Raed Jaser et Chiheb Esseghaier sont accusés de plusieurs chefs liés au terrorisme. Au procès, à Toronto, la Couronne fait entendre depuis quelques jours des conversations enregistrées à l’insu des accusés par un agent d’infiltration de la police fédérale américaine (FBI) qui avait gagné leur confiance.
Dans l’un de ces enregistrements, entendu au procès mardi, on entend les trois hommes interrompus dans leurs recherches par trois policiers, alors qu’ils marchent près d’un pont ferroviaire. Après un bref interrogatoire de routine, un des policiers les invite gentiment à ne pas marcher sur la voie ferrée, et repart.
Jaser conclut alors que cet endroit est maintenant compromis, et traite ses présumés complices de «stupides» parce qu’ils n’ont pas suivi sa directive de demeurer discrets.

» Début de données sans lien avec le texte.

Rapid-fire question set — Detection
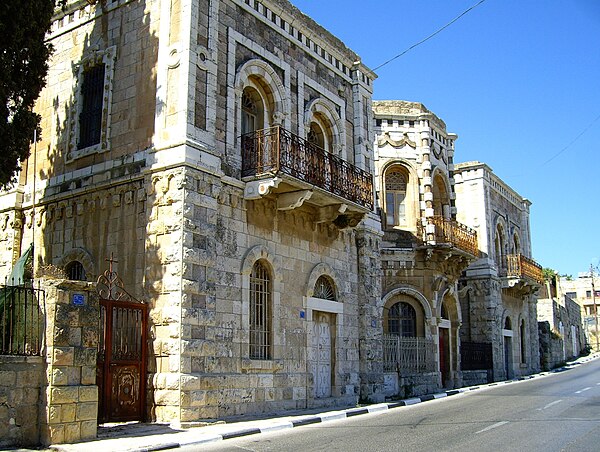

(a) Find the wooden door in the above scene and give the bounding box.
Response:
[97,300,147,422]
[313,314,331,397]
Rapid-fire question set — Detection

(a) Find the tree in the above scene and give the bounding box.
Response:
[0,0,64,188]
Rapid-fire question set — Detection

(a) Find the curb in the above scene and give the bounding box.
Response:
[123,355,600,452]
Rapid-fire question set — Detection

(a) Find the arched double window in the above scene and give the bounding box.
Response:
[249,261,273,359]
[385,167,408,227]
[387,301,417,337]
[313,275,336,301]
[242,86,265,135]
[65,261,87,281]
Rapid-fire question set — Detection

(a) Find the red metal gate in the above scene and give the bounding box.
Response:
[97,258,148,423]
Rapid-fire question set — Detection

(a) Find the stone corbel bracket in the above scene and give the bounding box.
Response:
[244,177,281,200]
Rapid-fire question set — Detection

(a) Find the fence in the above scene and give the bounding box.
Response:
[383,334,436,374]
[0,286,44,356]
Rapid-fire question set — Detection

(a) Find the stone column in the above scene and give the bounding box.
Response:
[356,220,384,402]
[40,280,100,445]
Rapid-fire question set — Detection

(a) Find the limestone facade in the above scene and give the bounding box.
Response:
[373,101,477,396]
[455,162,543,380]
[0,0,383,428]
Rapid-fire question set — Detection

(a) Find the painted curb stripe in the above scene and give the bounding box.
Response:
[346,408,369,417]
[221,428,260,439]
[292,417,321,427]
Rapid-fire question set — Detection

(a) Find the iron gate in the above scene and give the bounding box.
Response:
[97,258,148,423]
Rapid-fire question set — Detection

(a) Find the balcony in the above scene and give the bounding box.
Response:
[241,126,374,216]
[500,254,544,287]
[418,216,479,257]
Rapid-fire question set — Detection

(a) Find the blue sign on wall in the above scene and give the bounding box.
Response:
[72,293,85,306]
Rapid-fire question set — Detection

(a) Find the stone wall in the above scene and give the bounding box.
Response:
[0,356,46,448]
[40,280,100,445]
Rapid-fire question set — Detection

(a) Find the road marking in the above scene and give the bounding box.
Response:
[475,421,508,434]
[538,399,562,411]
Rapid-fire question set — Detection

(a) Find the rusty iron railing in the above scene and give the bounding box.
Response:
[242,126,373,210]
[383,334,436,375]
[0,285,45,356]
[505,254,544,284]
[418,216,479,257]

Esseghaier suggère alors de s’en tenir au plan initial, mais Jaser estime qu’il vaudrait mieux trouver autre chose — par exemple, confier à un tireur d’élite la mission d’abattre de riches Juifs de Toronto, ce qui aurait plus d’impact qu’un déraillement de train. «Je peux travailler là-dessus. On peut partir à la chasse. La tête du serpent est ici», dit Jaser à l’agent d’infiltration.
Plus tôt, Jaser avait déjà fait la promotion de son plan. «Tu penses que (les autorités) se fichent de 50 passagers d’un train ? Elles s’en fichent royalement. Mais des riches Juifs, si tu en tues 50, on va les rendre dingues.»

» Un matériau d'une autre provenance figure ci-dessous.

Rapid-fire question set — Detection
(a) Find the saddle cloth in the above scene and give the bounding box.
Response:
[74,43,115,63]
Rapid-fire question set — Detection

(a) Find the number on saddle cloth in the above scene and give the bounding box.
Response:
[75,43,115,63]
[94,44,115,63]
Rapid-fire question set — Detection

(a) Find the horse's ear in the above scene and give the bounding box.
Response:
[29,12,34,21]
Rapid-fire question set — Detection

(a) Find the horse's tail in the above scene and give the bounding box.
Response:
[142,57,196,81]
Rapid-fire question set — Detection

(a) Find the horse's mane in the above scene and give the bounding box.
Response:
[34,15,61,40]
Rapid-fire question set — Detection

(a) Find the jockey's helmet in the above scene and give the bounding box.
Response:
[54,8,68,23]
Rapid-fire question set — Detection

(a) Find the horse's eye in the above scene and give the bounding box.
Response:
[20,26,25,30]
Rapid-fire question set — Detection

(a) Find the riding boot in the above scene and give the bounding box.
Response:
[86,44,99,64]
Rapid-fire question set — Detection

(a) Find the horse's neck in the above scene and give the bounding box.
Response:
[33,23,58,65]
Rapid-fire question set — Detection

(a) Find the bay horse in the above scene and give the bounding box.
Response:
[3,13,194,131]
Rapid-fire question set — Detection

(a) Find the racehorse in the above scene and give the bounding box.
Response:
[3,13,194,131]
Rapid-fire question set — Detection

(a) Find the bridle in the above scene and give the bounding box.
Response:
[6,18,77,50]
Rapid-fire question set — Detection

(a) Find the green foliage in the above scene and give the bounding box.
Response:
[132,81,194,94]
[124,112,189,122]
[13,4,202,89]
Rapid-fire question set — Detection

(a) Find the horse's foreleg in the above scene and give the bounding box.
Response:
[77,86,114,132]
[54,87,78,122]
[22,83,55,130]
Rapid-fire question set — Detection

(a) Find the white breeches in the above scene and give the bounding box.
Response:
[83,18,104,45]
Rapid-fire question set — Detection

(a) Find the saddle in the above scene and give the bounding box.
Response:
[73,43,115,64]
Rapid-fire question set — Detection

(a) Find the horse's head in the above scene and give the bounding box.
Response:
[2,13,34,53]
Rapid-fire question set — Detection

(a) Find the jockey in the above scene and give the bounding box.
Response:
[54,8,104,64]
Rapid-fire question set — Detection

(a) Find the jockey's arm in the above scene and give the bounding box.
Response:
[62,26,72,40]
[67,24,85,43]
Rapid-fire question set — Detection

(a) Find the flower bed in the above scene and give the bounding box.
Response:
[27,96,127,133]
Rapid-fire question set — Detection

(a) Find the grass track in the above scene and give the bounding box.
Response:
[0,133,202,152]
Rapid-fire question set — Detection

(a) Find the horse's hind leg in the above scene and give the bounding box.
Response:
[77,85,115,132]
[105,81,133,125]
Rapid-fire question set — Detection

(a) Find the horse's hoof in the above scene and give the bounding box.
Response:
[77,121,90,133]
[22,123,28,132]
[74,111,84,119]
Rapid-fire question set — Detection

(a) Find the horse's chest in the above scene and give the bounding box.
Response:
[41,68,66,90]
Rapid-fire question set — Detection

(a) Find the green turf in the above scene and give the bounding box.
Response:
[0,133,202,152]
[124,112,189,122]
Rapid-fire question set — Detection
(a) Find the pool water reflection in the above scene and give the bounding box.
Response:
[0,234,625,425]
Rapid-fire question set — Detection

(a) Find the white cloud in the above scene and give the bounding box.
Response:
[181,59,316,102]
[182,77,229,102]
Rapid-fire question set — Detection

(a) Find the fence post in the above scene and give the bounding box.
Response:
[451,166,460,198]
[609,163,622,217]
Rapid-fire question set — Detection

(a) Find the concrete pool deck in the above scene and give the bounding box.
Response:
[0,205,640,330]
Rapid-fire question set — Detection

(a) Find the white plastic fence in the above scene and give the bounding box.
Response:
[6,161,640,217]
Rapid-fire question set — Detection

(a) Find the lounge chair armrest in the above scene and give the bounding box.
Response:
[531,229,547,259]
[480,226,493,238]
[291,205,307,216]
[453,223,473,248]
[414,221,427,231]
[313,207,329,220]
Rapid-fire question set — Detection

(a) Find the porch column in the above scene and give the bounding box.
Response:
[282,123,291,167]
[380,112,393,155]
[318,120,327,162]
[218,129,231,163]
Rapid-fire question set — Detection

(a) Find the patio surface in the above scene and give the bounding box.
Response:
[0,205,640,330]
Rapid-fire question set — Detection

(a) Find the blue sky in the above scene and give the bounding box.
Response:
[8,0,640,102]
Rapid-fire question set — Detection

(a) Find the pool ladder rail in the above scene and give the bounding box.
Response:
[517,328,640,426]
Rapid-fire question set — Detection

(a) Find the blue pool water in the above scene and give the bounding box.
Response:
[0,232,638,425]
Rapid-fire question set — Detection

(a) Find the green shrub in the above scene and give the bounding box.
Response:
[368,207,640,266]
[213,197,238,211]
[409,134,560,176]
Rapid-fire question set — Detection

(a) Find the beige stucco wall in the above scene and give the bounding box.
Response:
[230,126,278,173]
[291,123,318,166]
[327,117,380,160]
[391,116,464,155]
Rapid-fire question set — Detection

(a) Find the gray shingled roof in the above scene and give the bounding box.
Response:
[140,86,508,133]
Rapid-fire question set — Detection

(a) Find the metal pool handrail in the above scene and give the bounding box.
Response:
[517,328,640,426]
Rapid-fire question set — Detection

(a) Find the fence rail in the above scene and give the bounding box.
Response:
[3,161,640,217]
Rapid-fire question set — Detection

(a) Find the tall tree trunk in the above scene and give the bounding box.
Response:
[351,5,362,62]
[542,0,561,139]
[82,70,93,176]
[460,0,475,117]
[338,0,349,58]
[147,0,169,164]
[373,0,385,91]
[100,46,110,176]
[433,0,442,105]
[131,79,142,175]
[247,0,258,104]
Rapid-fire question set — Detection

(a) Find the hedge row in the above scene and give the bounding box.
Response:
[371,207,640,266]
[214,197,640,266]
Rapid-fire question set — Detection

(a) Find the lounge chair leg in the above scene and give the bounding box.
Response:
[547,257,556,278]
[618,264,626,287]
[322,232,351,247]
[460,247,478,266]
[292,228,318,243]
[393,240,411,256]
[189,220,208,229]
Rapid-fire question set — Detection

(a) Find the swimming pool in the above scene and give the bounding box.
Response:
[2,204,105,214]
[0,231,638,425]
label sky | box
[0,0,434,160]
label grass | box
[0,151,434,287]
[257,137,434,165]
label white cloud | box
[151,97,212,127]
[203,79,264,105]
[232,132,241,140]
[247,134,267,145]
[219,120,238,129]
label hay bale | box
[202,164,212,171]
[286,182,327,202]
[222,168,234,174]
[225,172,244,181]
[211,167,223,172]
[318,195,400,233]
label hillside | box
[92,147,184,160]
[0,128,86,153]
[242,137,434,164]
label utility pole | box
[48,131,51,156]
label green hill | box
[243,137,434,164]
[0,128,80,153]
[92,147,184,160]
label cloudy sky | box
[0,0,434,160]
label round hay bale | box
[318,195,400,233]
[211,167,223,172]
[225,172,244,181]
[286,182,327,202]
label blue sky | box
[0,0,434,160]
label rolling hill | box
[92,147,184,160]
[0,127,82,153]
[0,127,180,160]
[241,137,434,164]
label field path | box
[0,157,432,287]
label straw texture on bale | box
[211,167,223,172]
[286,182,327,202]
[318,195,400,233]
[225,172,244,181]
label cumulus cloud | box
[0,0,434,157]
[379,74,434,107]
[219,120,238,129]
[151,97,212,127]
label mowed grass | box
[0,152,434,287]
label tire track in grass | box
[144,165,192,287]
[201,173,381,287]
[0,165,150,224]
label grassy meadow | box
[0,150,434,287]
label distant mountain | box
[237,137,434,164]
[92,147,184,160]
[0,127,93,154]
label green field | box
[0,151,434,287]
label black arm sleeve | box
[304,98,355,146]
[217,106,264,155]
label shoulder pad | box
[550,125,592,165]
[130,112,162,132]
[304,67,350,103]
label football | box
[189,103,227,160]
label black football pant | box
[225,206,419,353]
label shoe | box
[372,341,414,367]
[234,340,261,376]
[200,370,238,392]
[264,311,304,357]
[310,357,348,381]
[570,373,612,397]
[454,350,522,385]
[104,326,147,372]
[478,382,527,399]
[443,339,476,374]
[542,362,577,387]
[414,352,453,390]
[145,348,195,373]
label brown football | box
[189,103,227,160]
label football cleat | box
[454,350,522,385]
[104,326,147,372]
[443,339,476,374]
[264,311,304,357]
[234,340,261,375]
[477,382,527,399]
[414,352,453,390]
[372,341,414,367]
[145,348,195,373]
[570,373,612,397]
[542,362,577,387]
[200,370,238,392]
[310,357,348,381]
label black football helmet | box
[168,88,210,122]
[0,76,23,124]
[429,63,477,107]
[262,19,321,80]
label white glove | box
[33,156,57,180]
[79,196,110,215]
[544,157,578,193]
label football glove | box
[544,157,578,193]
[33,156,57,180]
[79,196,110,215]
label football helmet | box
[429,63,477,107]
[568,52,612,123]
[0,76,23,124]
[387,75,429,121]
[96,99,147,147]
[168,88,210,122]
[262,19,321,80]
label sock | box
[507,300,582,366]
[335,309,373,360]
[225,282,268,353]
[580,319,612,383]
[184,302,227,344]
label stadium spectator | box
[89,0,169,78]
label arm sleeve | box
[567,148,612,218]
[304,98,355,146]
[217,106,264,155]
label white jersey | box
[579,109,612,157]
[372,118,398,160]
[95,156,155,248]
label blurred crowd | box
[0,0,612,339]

Esseghaier soulève des doutes sur ce plan, qui manque de détails, selon lui. «Comment ? Nous sommes faibles. On n’est pas équipés pour descendre ces vieux. As-tu une arme ? Tu n’as même pas de (…) tireur.»
Jaser affirme aussi qu’ils ne sont pas tenus de suivre à la lettre les directives qu’Esseghaier a reçues de ses contacts djihadistes à l’étranger, parce que la réalité sur le terrain au Canada est bien différente. «On peut réussir mais nous devons le faire de notre façon. Pas de la leur. Nous sommes au Canada, pas à Kandahar, comprends-tu ? La situation est différente ici.»

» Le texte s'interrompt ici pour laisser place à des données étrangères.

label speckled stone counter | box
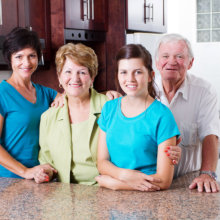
[0,173,220,220]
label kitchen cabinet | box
[126,0,166,33]
[0,0,19,35]
[0,0,51,64]
[65,0,108,31]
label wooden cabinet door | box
[126,0,166,33]
[0,0,19,35]
[25,0,51,61]
[65,0,107,31]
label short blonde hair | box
[55,43,98,78]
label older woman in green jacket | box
[35,43,180,185]
[36,43,107,185]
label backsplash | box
[0,70,11,82]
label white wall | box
[0,70,11,82]
[167,0,220,101]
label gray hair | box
[155,34,194,60]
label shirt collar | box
[157,74,189,100]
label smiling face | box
[118,58,151,97]
[59,57,93,98]
[156,41,193,83]
[11,48,38,78]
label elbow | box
[160,180,172,190]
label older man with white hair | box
[156,34,219,192]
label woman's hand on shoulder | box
[119,169,161,191]
[51,93,65,108]
[165,137,182,165]
[24,164,57,183]
[105,90,122,100]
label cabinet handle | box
[91,0,94,20]
[144,0,150,24]
[0,0,3,25]
[81,0,89,21]
[151,4,154,21]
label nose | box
[71,72,79,82]
[23,57,30,66]
[127,73,135,82]
[168,56,177,65]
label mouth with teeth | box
[126,85,137,89]
[68,83,82,88]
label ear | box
[91,77,95,86]
[188,58,194,70]
[148,71,155,82]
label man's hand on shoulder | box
[189,174,220,193]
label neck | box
[67,93,90,108]
[7,73,33,89]
[162,79,184,103]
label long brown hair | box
[115,44,157,98]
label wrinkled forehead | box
[159,40,189,54]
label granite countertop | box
[0,172,220,220]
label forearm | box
[96,175,134,190]
[97,159,123,180]
[0,145,28,178]
[150,168,174,189]
[201,135,218,171]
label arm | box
[34,116,57,183]
[189,135,220,192]
[152,137,176,189]
[103,90,122,100]
[96,129,160,191]
[0,114,54,179]
[51,92,65,108]
[164,137,182,165]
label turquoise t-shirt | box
[0,81,57,178]
[98,97,180,175]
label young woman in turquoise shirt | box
[0,28,60,180]
[96,44,180,191]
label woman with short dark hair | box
[0,28,57,179]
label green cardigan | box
[39,89,107,183]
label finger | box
[189,182,197,189]
[210,181,218,192]
[215,182,220,192]
[176,137,182,145]
[144,174,161,183]
[204,181,211,192]
[197,182,203,192]
[143,181,160,191]
[172,160,178,165]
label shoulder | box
[41,104,64,120]
[150,100,173,120]
[32,82,55,92]
[186,74,216,94]
[0,80,8,94]
[91,89,108,113]
[105,97,122,109]
[91,89,108,105]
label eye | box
[15,55,22,59]
[79,70,87,75]
[162,55,169,59]
[176,55,183,59]
[65,70,71,74]
[30,54,37,58]
[119,70,127,74]
[135,70,142,74]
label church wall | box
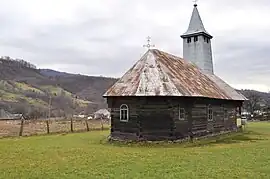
[107,97,241,140]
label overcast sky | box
[0,0,270,91]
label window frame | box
[223,107,229,121]
[119,104,129,122]
[178,105,186,121]
[207,104,214,121]
[194,36,198,42]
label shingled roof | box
[103,49,246,100]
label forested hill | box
[0,57,116,116]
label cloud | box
[0,0,270,91]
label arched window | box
[179,106,186,121]
[120,104,129,122]
[194,36,198,42]
[207,105,213,121]
[224,107,228,120]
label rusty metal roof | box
[103,49,246,100]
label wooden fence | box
[0,118,110,137]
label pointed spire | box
[183,2,212,38]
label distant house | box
[94,109,111,119]
[0,109,25,120]
[103,4,246,140]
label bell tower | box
[181,3,214,74]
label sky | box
[0,0,270,92]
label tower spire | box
[181,0,214,74]
[182,0,212,39]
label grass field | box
[0,122,270,179]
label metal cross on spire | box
[143,36,155,49]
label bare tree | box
[244,90,261,114]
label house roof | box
[103,49,246,100]
[94,109,110,114]
[182,4,212,38]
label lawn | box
[0,122,270,179]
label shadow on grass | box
[100,130,267,148]
[186,131,267,147]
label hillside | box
[0,58,115,117]
[0,57,270,116]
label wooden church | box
[104,4,246,140]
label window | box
[203,36,209,43]
[194,36,198,42]
[224,108,228,120]
[179,107,186,121]
[207,105,213,121]
[120,104,128,122]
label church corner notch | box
[181,3,214,74]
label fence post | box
[85,119,89,131]
[19,117,24,136]
[70,117,73,132]
[100,118,103,131]
[46,120,50,134]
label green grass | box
[14,82,45,94]
[0,122,270,179]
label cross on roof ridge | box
[143,36,155,49]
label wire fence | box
[0,118,110,137]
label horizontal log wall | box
[107,97,241,140]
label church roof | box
[182,4,212,38]
[103,49,246,100]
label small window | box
[207,105,213,121]
[224,108,228,120]
[120,104,129,122]
[194,36,198,42]
[179,107,186,121]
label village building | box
[94,109,111,119]
[104,4,246,140]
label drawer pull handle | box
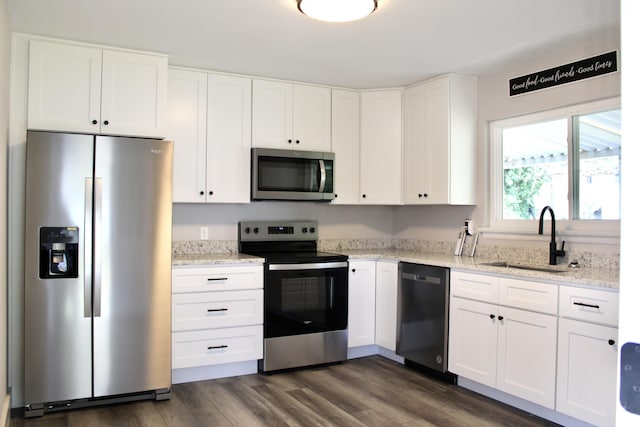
[207,345,229,350]
[573,302,600,309]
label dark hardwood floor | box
[11,356,555,427]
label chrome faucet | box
[538,206,565,265]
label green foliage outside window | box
[503,166,549,219]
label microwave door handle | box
[318,160,327,193]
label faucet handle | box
[558,240,565,256]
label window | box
[491,99,621,236]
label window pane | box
[574,110,621,219]
[502,119,569,219]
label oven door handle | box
[269,261,349,271]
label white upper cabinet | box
[27,40,168,137]
[360,89,402,205]
[252,79,331,151]
[402,74,477,205]
[331,89,360,205]
[167,69,207,203]
[168,69,251,203]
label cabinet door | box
[496,307,558,409]
[360,90,402,205]
[402,84,431,204]
[167,69,207,203]
[556,319,618,426]
[375,261,398,352]
[331,89,360,205]
[27,40,102,133]
[449,297,498,387]
[347,261,376,347]
[100,50,168,138]
[206,74,251,203]
[293,85,331,151]
[251,80,294,149]
[402,77,452,204]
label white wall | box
[0,0,11,425]
[394,28,620,244]
[173,202,393,241]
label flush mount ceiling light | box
[297,0,378,22]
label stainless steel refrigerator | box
[25,131,173,416]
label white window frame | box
[484,97,624,243]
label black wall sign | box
[509,50,618,96]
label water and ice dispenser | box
[40,227,78,279]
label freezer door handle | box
[84,178,93,317]
[93,178,103,317]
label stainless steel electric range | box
[238,221,349,372]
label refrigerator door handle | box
[84,178,93,317]
[93,178,103,317]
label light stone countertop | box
[171,253,264,267]
[341,249,620,290]
[172,248,620,290]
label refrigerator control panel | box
[40,227,78,279]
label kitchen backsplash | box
[173,238,620,270]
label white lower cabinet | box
[171,264,264,369]
[375,261,398,352]
[556,287,618,426]
[449,272,557,409]
[347,261,376,347]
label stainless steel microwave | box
[251,148,335,202]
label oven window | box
[264,268,348,338]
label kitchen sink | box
[481,261,569,273]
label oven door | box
[264,262,349,338]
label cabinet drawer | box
[560,286,618,327]
[171,264,263,293]
[171,326,263,369]
[500,278,558,315]
[451,271,500,304]
[171,290,263,331]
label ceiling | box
[6,0,620,89]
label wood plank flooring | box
[11,356,555,427]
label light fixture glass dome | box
[297,0,378,22]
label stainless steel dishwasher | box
[396,262,449,373]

La discussion s’envenime. «Trouve quelqu’un d’autre. C’est ce que je te dis: je ne peux plus t’aider, lance Jaser, excédé. Le plan n’est plus bon, selon moi. Il est compromis, selon moi.»
Jaser veut toujours convaincre Esseghaier de modifier le plan. «Il y tellement de choses qu’on peut faire dans ce magnifique endroit. Il faut faire ce qui est juste de faire.»
Son présumé complice s’agite alors. «Tu as peur d’aller en prison», réplique-t-il avant d’ajouter qu’il trouvera un autre «croyant» pour commettre l’attentat. «On ne veut pas des gens qui ont peur. On veut des gens qui n’ont peur que d’Allah.»
Jaser l’accuse alors d’être irréfléchi. «Ce n’est pas une question d’aller en prison. C’est une question de réussite. Il y a une différence.»
Plus tard, comme il n’est pas parvenu à faire changer d’avis Esseghaier, Jaser se retourne vers l’agent infiltrateur. «Notre problème est que nous tentons d’aller trop vite. Nous sommes compromis. Nous ne devons plus viser les voies ferroviaires.»
Les deux coaccusés, arrêtés en avril 2013, ont plaidé non coupable aux accusations. Chiheb Esseghaier, d’origine tunisienne, travaillait à Varennes, en Montérégie, à l’Institut national de la recherche scientifique, alors que Raed Jaser habite Toronto.